Have you actually run evals on the efficiency claim? Fwiw, the kind of program you've written matches exactly what I've envisioned before, but I've mellowed down on these approaches because:

  1. Experience tells me that LLMs struggle much more with using MCPs and skills correctly than with writing complex grep commands and writing one-off Python scripts (seemingly what they've been RL-ed to do).
  2. The point about efficiency was made previously with Aider natively supporting repository maps, but if it was an obvious win, given the copious amounts of feature copying that goes around, it's plausible that this feature would've been widely adopted across agents (it hasn't been AFAICT).
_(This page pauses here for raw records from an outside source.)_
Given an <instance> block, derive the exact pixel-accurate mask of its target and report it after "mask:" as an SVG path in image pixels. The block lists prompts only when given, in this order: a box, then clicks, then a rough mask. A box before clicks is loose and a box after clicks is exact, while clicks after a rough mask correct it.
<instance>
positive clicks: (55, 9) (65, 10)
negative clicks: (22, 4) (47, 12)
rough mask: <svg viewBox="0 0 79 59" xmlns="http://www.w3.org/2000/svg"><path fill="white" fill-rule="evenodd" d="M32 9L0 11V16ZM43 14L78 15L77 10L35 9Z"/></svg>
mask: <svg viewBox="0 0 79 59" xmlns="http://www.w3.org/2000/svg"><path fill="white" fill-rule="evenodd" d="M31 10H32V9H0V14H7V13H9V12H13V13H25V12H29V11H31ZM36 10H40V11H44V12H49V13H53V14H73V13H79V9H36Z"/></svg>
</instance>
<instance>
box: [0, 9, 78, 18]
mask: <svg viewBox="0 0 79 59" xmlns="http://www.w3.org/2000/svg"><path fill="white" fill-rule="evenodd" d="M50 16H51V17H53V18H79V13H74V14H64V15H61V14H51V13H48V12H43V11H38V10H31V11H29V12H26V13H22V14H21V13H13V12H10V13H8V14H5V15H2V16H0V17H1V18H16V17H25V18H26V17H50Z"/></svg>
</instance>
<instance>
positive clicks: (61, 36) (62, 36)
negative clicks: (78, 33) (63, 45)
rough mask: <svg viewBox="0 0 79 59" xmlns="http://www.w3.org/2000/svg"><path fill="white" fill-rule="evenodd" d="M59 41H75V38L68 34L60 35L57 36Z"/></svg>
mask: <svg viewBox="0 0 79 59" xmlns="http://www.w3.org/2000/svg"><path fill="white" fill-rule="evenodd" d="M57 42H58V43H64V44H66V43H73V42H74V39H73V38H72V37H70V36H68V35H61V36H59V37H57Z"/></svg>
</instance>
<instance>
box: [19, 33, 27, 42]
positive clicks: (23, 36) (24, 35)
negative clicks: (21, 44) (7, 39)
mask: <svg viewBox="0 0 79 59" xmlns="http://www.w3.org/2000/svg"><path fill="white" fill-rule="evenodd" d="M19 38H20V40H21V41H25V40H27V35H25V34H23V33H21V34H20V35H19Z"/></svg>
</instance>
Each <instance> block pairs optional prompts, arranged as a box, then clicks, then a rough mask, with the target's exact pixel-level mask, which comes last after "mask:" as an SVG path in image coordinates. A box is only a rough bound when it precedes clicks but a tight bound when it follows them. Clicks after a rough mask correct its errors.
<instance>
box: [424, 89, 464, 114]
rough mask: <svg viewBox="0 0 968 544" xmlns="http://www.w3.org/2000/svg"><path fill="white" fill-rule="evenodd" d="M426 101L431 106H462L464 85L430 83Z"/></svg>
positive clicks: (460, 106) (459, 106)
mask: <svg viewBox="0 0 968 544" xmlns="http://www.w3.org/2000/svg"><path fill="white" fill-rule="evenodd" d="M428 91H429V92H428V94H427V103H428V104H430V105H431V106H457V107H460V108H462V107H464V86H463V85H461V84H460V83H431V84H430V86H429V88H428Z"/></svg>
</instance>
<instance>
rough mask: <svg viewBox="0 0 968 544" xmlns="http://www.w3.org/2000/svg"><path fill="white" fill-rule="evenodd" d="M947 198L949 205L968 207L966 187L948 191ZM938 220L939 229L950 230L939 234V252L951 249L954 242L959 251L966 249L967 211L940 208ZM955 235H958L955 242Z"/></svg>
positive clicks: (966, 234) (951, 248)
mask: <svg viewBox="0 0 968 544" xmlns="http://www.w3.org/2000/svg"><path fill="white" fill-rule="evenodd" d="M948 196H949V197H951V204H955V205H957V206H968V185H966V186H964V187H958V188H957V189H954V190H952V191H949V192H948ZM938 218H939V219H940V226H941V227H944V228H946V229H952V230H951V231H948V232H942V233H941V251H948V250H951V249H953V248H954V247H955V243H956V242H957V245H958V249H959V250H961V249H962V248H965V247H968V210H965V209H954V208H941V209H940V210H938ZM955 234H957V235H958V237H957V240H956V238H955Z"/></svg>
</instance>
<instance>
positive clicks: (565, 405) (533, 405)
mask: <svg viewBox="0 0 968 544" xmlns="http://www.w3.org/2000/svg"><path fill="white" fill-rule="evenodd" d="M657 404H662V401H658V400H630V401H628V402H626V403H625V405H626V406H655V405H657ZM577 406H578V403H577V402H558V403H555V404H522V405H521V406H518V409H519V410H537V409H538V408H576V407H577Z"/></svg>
  3. Re: logic-based analysis, I think one case where that might perform worse than an LLM today is with dynamic dispatch, where you have test code and non-test code and the presence of the mocks means the reachability characteristics of code are different, and basically there's no reliable way of discovering test roots across languages using tree-sitter (you could probably hack something together that works well for common cases in newer languages).
  4. From a pitching POV, IDK what your target audience is, but in work contexts as well as product development, I've seen people be more sensitive to latency than price (at least at current token prices + liberal token budget environment), since the tokens are paid for from a pool, but the latency is felt every time you make a query.

I'm not saying you're wrong, I'd love it if you're right, but I'm not certain if that's the case.